Item 2.  Management's Discussion and Analysis of Financial
Condition and Results of Operations.



(1) Results of Operations



The Company continues to operate its TV Station with revenues
for the three months ended March 31, 1998 (Current Period) of
$27,139, compared to the three months ended March 31, 1997
(Prior Period) of $29,602, a decrease $2,463.  There was no
significant increase or decrease or any unusual items effecting
revenues during either of these time periods.



The Company's General and Administrative costs increased from
$33,049 for the prior period compared to $92,600 for the current
period, for a net increase of $59,551, or 180%.  The increase
was due principally to an increase in salaries of $46,500, due
to the addition of approximately seven employees.  The remainder
of the increase represents additional overhead incurred for the
Company's general operating expenses, such as office supplies,
postage, rent and utilities.  Consulting and other professional
fees decreased from $294,934 in the prior period to $0 in the
current period, as a result of the Company's end to an attempt
to inquire into the possible acquisition or merger with other
similar businesses in 1997.  Depreciation expense decreased from
$201,407 in the prior period to $119,634 in the current period,
for a net decrease of $81,773, or 41%.  The Company experienced
a net loss of $187,399 for the current period compared to net
income of the prior period of $432,174.  A majority of the
Company's net income for the prior period is attributable to a
gain realized (approximately $932,000) on the sale of one-half
of the Company's Internet Video Streaming capacity in
cancellation of trade accounts payable to one trade creditor in
the amount of $1,350,000.  As a result, the Company accrued
income taxes of $152,000 in the prior period to cover the gain
on the sale.  



(2) Liquidity



The Company's liquidity position continues to be poor.  Working
capital continues to be negative.  At March 31, 1998, the
Company had a negative working capital of $51,575, as compared
to $40,865 at December 31, 1997.   The decrease is related to
the increase in accounts payable for the current period.
Management anticipates revenues to increase and also intends to
seek additional funding from private or public equity
investments to meet the increased working capital needs in the
next 12 months.



PART II



Item 1.  Legal Proceedings.



The Company is not currently engaged in any legal proceeding,
nor, to the Company's knowledge, is any suit or other legal
action pending or threatened.



Item 2.  Changes in Securities.



During the three months ended March 31, 1998, the Company issued
shares of its common stock as follows:



1.  20,000 shares for cash at $1.00 per share, or $20,000.
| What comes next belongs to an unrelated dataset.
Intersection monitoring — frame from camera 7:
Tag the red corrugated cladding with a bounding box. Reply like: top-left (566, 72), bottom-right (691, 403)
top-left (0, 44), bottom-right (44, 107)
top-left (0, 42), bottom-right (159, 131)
Item 3.  Defaults Upon Senior Securities.



None



Item 4.  Submission of Matters to Vote of Security Holders.



None



Item 5.  Other Information.



No events to report.



Item 6.  Exhibits and Reports on Form 8-K.



There are no exhibits to be included in this quarterly report on
Form 10-QSB.



Reports on Form 8-K:  During the three months ended March 31,
1998, the Company filed, on or about March 17, 1998, a Current
Report on Form 8-K relating to its change in Registrant's
Certifying Accountant.                        



SIGNATURES



In accordance with Section 13 or 15(d) of the Exchange Act, the
Registrant caused this report to be signed on its behalf by the
undersigned, thereunto duly authorized.



DEFINITION, LTD.





By:	                                         	

Charles Kiefner

President and 

Chief Executive Officer



Dated ___________________



In accordance with the Exchange Act, this report has been signed
below by the following persons on behalf of the Registrant and
in the capacities and on the dates indicated.